Une identité créatrice de lien

 

     Dans la période où est sorti le film « Demain » j’ai été frappé par un documentaire, ou était-ce dans le film lui-même, dans lequel une communauté très fervente, sans doute asiatique, ou latino, fêtait dans une joie immense, la création de sa monnaie locale. Je ne sais si  cette création lui était si essentielle parce que minoritaire cela lui apportait la dignité d’une reconnaissance et consacrait son identité. Il y avait là, même alors qu’il n’est pas à consolider pour s’opposer ou se distinguer, une illustration du lien très fort et réel existant entre une monnaie et la communauté qui l’utilise.

     Cultivons comme un germe l’aspiration encore trop faible sans doute à resserrer nos liens communautaires, osons dire fraternels, ce dont l’adoption d’une monnaie locale serait un heureux adjuvant et un éventuel stimulant. A une époque charnière où l’addiction matérialiste à la marchandise nous détruit et où l’appel est fait à une frugalité salvatrice transformons nos mentalités comptables et nos échanges déshumanisés en gestes de reconnaissance réciproque et de transmission conviviale. Découvrons dans la fraternité retrouvée la vanité de nos possessions et la richesse de la gratuité relationnelle.

     Notre identité d’aunisien,  que la Trémière vient enrichir d’un nom,  crée un commun de proximité qui  au surcroît,  dans une période de mobilité couteuse pour l’environnement, constitue un bienfaisant relai pour les plus larges solidarités. Ce nom fut adopté dans les tout premiers temps de conception de cette monnaie, en juin 2017. Mon épouse et moi débarquions tout juste à La Rochelle et avons voté pour le choix du nom dans l’ignorance totale des tenants et aboutissants de ce choix.. Parmi les noms à choisir il y avait je crois le bulot et l’Aunis. Nous découvrions l'existence ce ce Pays et son nom mais il nous a paru très approprié. La prévention à l’encontre du bulot était au fond fort hâtive car l’honneur de servir pouvait faire sortir cet animal de sa coquille et lui permettre d’irradier son bonheur d’unir les hommes. La Trémière nous agrée pleinement. La fleur déborde de beaucoup le Pays d’Aunis, mais loin d’y voir un esprit d’annexion il faut lui accorder un esprit d’ouverture. Au surplus, lors de nombreux séjours dans les sables de Saint-Georges- de-Didonne, pays voisin, la Trèmière a pour nous bercé de très belles heures et,  de se satisfaire de sable, elle  n’est pas pour cela enracinée sur l’éphémère.

 

 Un lien inscrit dans la confiance

       C’est devenu un lieu commun : notre société se dissout, se fracture faute de confiance.

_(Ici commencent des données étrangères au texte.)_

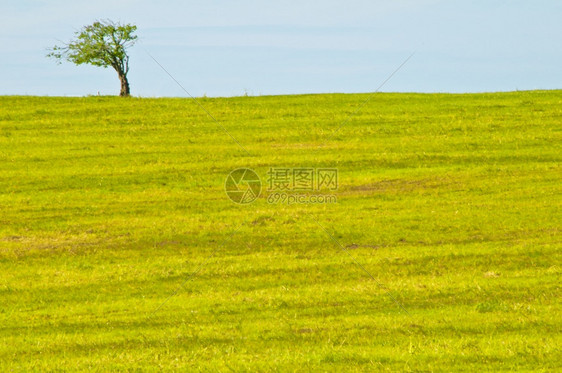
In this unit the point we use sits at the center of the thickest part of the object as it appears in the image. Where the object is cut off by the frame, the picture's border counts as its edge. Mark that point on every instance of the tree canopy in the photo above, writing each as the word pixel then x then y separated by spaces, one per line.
pixel 104 44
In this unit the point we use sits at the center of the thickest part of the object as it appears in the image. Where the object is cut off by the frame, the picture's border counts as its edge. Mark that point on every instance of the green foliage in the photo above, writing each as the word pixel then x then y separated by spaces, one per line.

      Une fable est souvent racontée à ceux qui se risquent à se pencher sur la monnaie locale. Un voyageur donne un billet à un hôtelier pour réserver une chambre. Avec ce billet l’hôtelier paye une dette et son créancier, recevant son paiement fait de même et ce même geste se reproduit maintes fois,  ramenant le billet chez l’hôtelier qui avait lui-même un débiteur. L’hôtelier retrouve le billet au moment où deux voyageurs surviennent. Celui qui avait réservé mais renonce et un second qui va bénéficier de la chambre rendue libre. L’hôtelier tend le billet au premier voyageur qui le déchire disant : « il est faux ».

     Le faux  billet, en circulant, a éteint une dizaine de dettes. Son pouvoir libératoire a reposé entièrement sur la confiance. On remarquera que pas davantage que les certificats de travail autrichiens il n’avait un caractère complémentaire.

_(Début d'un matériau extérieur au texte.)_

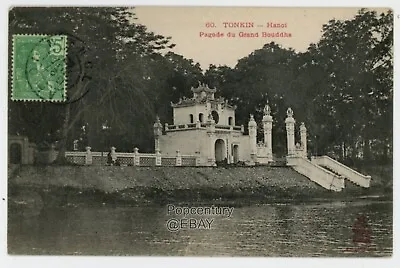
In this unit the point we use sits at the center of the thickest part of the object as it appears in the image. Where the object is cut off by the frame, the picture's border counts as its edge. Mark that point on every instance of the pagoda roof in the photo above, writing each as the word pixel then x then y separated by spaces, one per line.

     On peut rêver d’une monnaie qui ne serait pas complémentaire, reposant entièrement sur la confiance car non adossée à une monnaie officielle. Des organismes de compensation en assureraient la convertibilité avec les autres monnaies locales. Les citoyens organiseraient librement leurs échanges. Chaque monnaie serait supplémentaire et apporterait un supplément d’âme.

     Nous aurions édifié une fédération de communautés, humaines et ouvertes.